WAITER: May I take your order, sir? [spoken in Cantonese]

ME: Ask her. She’s in charge. [also in Cantonese]

BESTIE: Zou san!! I want the har gow, the wu gok, the hum sui gok, the loh bak gou, the...

WAITER: [flabbergasted] Uhm...

BESTIE: Not enough ah? No problem! Let’s order more! Some daan tat, mah lai gou...


The reverse is true, of course. When my best friend and I visit a restaurant for Indian food, the servers inevitably will turn to the (possibly) former Bollywood queen rather than the Chinese dude at the table for instructions.

Which is hilarious, not only because I’m usually the one with cravings for a good palak paneer and mutton varuval, but how oblivious she is to the male waiters’ blatant flirting.

The indispensable 'siu mai' (left). Steamed dumpling by spoon (right)

Not that I’m complaining; when you’re in a packed banana leaf rice restaurant, getting the attention of busy, overworked servers is paramount.

We can choose to be offended, naturally, but that’s too easy and leads us down an endless rabbit hole. (Just look at Twitter. Or don’t.) Better to see it as an opportunity to be a good team, and defying expectations rather than bemoaning them.

Dim sum is about learning to be comfortable with yourself. I have always been embarrassed about my lack of chopstick skills; my bestie tells me to just use a spoon for those precious steamed dumplings — “better than dropping it” — and yes, it’s better to be practical than try to impress strangers.

(Everyone else is busy dealing with their own dim sum, anyway.)
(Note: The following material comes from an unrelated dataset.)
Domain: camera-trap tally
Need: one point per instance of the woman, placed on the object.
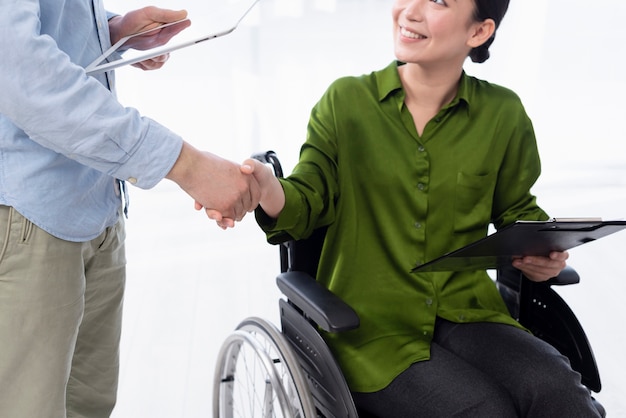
(404, 165)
Dim sum teaches us that most things don’t matter. Food isn’t great? Be grateful we have something to fill our bellies. Folks laugh at you or you think they do? Find a way to laugh with them. Not comfortable in your own skin? Find friends who love you for who you are and love them back the same way.

And if you already have friends like that, don’t forget to ask them out for dim sum from time to time. If only to argue over the freshness of the har gow together.